Wilson v. Layne, 526 U.S. 603 (1999) was a decision by the Supreme Court of the United States that unanimously held the entrance of a third-party not directly involved in aiding a search warrant into a private household unconstitutional. Sparked by a case where law enforcement officers were accompanied by the press during the execution of a warrant, the Court ruled that bringing along independent representatives of the media during the search of a private household does not serve a legitimate government interest and violates the Fourth Amendment, as such a third party does not legitimately contribute to the objectives of a search warrant.

==Background==
On April 19, 1992, after identifying a fugitive in violation of a probation for felony charges of robbery and assault, law enforcement arrived with a warrant from the Circuit Court for Montgomery County, Maryland. Followed by a photographer and journalist from the Washington Post that Deputy Marshals had invited under a ride-along policy, officers entered the household, and after learning that the suspect was absent, left the building.

The reporters took several photographs during the execution of the warrant but were not directly involved thereof, leading to a Fourth Amendment lawsuit. Following the denial of summary judgement by the District Court, the Fourth Circuit reversed said decision under qualified immunity because the Fourth Amendment right brought up by the petitioners was not clearly established, but did not rule on the constitutionality of the officers' actions.

Four different rulings from various federal Court of Appeals circuits, including the Wilson case, split on the issue of whether qualified immunity applied to media ride-alongs. After the two most recent of the four reached the Supreme Court, it granted certiorari, with oral arguments heard on March 24, 1999. Former Assistant Attorney General for the Civil Division Richard K. Willard argued the case for the petitioners, while Assistant Attorney General of Maryland Lawrence P. Fletcher-Hill represented the state respondents. One of the four rulings, Hanlon v. Berger, was granted certiorari and consolidated for oral arguments with Wilson. The two other related cases, Ayeni v. Mottola from the Second Circuit and Parker v. Boyer from the Eighth Circuit, were denied certiorari under qualified immunity in 1995 and 1997 respectively prior to the Court's ruling in the two latter cases.

==Opinion of the Court==
On May 24, 1999, the Supreme Court ruled in favor of the petitioners, with Chief Justice William Rehnquist delivering the unanimous opinion regarding Part I and Part II (on the facts of the case and findings regarding the Fourth Amendment respectively) of the ruling, as well as the opinion of the Court for Part III (on the applicability of qualified immunity), which was dissented solely by Justice John Paul Stevens.

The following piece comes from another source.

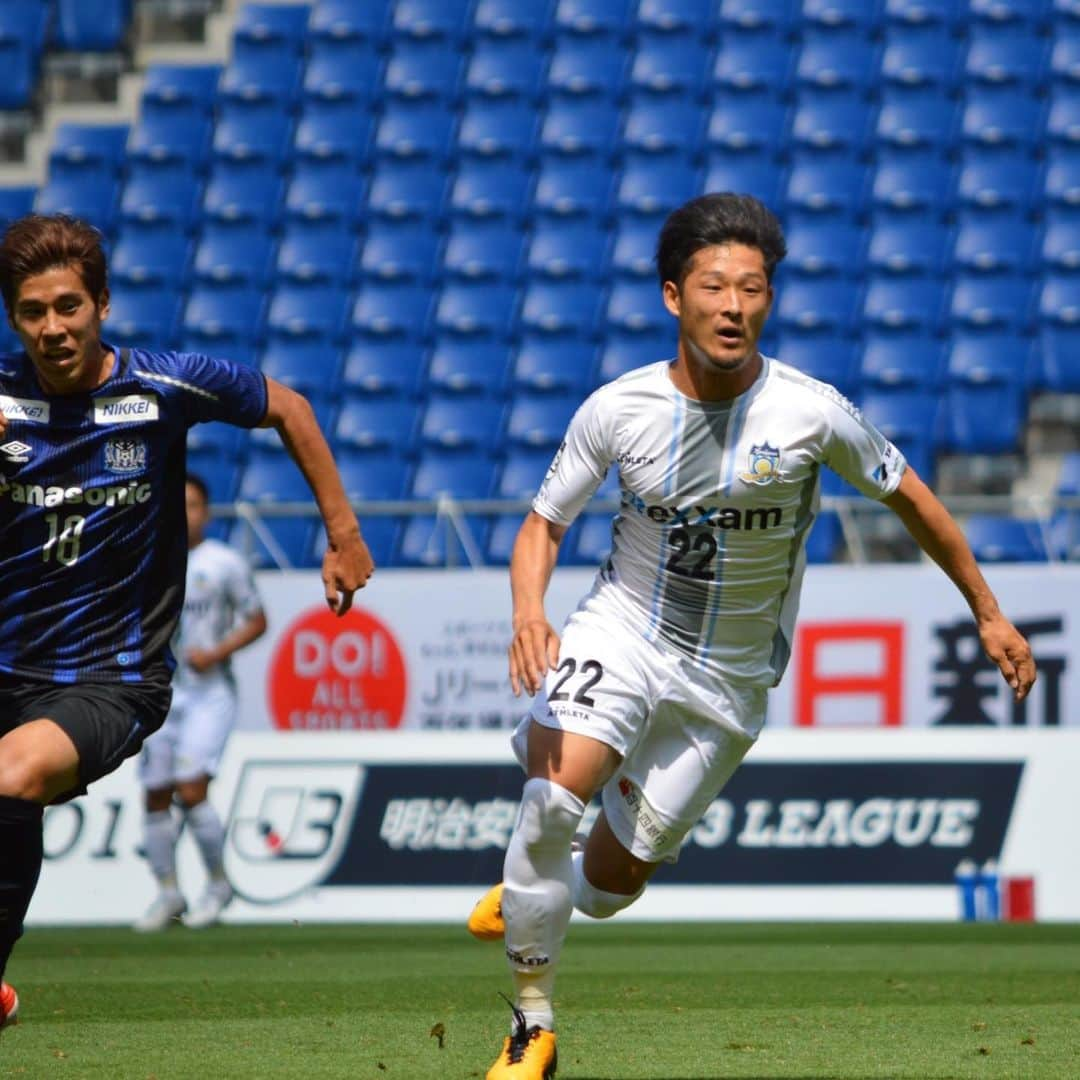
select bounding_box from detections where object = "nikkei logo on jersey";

The Court affirmed the Fourth Circuit's decision on qualified immunity while ruling the permitted accompaniment of law enforcement by a third party unrelated to the serving of a search warrant unconstitutional under the Fourth Amendment.

The Court cited Anderson v. Creighton when determining the applicability of qualified immunity, stating that "the right allegedly violated must be defined at the appropriate level of specificity before a court can determine if it was clearly established" and that it was reasonable for law enforcement to have thought bringing a third party for media coverage along with them was lawful. Justice Rehnquist also noted that no prior judicial opinions that ruled such an action unconstitutional had been published despite the apparent growing popularity in media ride-alongs.

With respect to the second aspect of the case, that is whether or not the Deputy's ride-along policy violated the Fourth Amendment, the Court found that the third-party reporters present did not engage in carrying out the purpose of the search warrant or aid law enforcement in such a duty. Additionally, the Court determined that the reporters did not serve a legitimate purpose with respect to the warrant, and rejected arguments from the respondents that suggested otherwise, stating that publicity is not a valid standalone justification to bring a representative of the media acting for private purposes. Thus, the Court unanimously ruled that the police's introduction of the press into the authorized entering of the Wilson household was an unconstitutional violation of their Fourth Amendment rights.

===Dissent===
The decision that law enforcement violated the homeowners' Fourth Amendment rights against unreasonable searches went unopposed in the Court. In his sole dissent to Part III of Chief Justice Rehnquist's ruling, Justice Stevens concluded that the petitioners' right to Fourth Amendment protection in this specific case was clearly established before the relevant incident.

==Subsequent developments==
Decided the same day, the Court in Hanlon v. Berger, 526 U.S. 808 (1999) reached the same conclusion per curiam that although a violation of Fourth Amendment rights occurred, qualified immunity applied since the legal situation surrounding media ride-alongs was not clearly established at the time of said violation.